清思殿的宫人离开不久,含冰殿的宫人也前来禀报,说是那位芝美人不见了。
自段淞从昏迷之中苏醒后,含冰殿却也不似过去那般看管森严,同寻常宫殿没什么区别,邱蜜儿应当也是有些自己的手段,悄无声息地便将人带走了。
而傅南霜之所以选择让邱蜜儿带人出宫,正是因为看重了她手中那条赫合暗线。
她不仅能将人带出宫,还能给她一个不被察觉的新身份。
傅南霜如法炮制,依然将这事的责任抛在了祁王的头上。
宫中的人虽颇感讶异,但也大都接受了这种说法,一时人人自危,生怕那乱臣贼子的耳目对自己下手。
傅南霜也自以为没人能察觉,直到又过了一日,段琉如她之前所言,出现在了宫中。
“你为何要放她走?”段琉刚将宫人尽数清出后,开门见山地对她发问。
傅南霜被她问得有些心虚,却还强作淡定,“皇姐这是何意?我倒是听不懂了。”
“赫合的邱蜜儿,”段琉的脸色是少有的严肃,“我不知她是如何说动你的,但她身份特殊,留在宫中自由她的用处,你怎能这般糊涂。”
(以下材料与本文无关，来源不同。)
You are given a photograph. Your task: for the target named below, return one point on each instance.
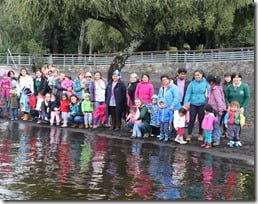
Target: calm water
(43, 163)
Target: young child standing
(87, 110)
(165, 118)
(5, 85)
(55, 110)
(208, 125)
(179, 125)
(133, 118)
(13, 104)
(64, 109)
(234, 120)
(153, 109)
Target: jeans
(76, 119)
(14, 113)
(216, 131)
(207, 136)
(97, 103)
(164, 128)
(194, 110)
(140, 129)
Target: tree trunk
(119, 60)
(81, 39)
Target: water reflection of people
(86, 155)
(63, 158)
(208, 173)
(141, 184)
(99, 147)
(5, 158)
(161, 171)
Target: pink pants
(181, 132)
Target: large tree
(137, 21)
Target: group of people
(90, 101)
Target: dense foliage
(97, 26)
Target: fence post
(167, 57)
(242, 54)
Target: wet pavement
(50, 163)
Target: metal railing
(229, 54)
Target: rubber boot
(166, 138)
(162, 137)
(26, 116)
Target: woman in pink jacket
(144, 89)
(217, 101)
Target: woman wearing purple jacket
(217, 101)
(97, 89)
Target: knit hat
(154, 96)
(86, 94)
(116, 72)
(88, 74)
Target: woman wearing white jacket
(25, 87)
傅南霜还欲再辩驳几句,“皇姐,你当真是误会我了,邱蜜儿定是被那反贼…”
可段琉却直接打断了她,面色微寒,“你这话能唬住别人,却唬不了我。”
傅南霜被直接拆穿,也敛了神色,稍调整了两息,正色开口。
“皇姐,我既然如此行事,自有我的考量。”
段琉冷眼看着她,“什么考量?不就是被她三言两语说得心软罢了。”
傅南霜此时也有些不快,皱着眉反驳道:“可为何要将她留在宫中呢,她不愿留下,陛下也不喜她,让她走了也没什么不好。”
段琉有些恨铁不成钢道:“可她是异国公主,也是赫合交到我们手中的一个质子,你倒是一时心软,可曾想过原本我们能以此牵制赫合,如今却平白丢了这道先手。”
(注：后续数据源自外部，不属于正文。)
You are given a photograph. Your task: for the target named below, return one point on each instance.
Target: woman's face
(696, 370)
“可明明是两国间的事,为何要系于一女子身上?”傅南霜亦底气不减。
段琉冷道:“就凭她是公主,享一国食邑,怎能不为她的国家承担这份责任?”
傅南霜毫不相让:“公主又如何,还不是只能屈居于皇子之下,虽说享举国食邑,可到底只是个漂亮的傀儡罢了,若是她不能同皇子一般争夺皇位,为何却要让她一人孤身前往异国和亲,若和亲当真是她的责任,那赫合的皇子又为何没有这等责任?”
段琉听罢她的陈词,就这样静静地看着她,一言不发。
傅南霜刚才一时情急,现在冷静下来,也觉得自己应当是说得太多了,甚至还不小心戳中了段琉的某个痛处。
“是谁告诉你这些的?”段琉的眸中闪过一道寒光。
傅南霜被她看得有些发怵,警惕地后退了半步,“…没有人告诉我。”
段琉忽地一笑,可那笑意却止于唇边,眼角丝毫未动。
“我倒是小瞧你了,看来你远比我想象中要明事理的多啊。”
傅南霜皱了皱眉,虽说她在夸赞自己,但从中却感到了一丝危险的意味。
她还未来得及说些什么,便突然感到后腰上被顶了一把尖锐的短刃,她只觉得寒意从那刀尖顺着她的脊椎,一路爬上了她的天灵盖。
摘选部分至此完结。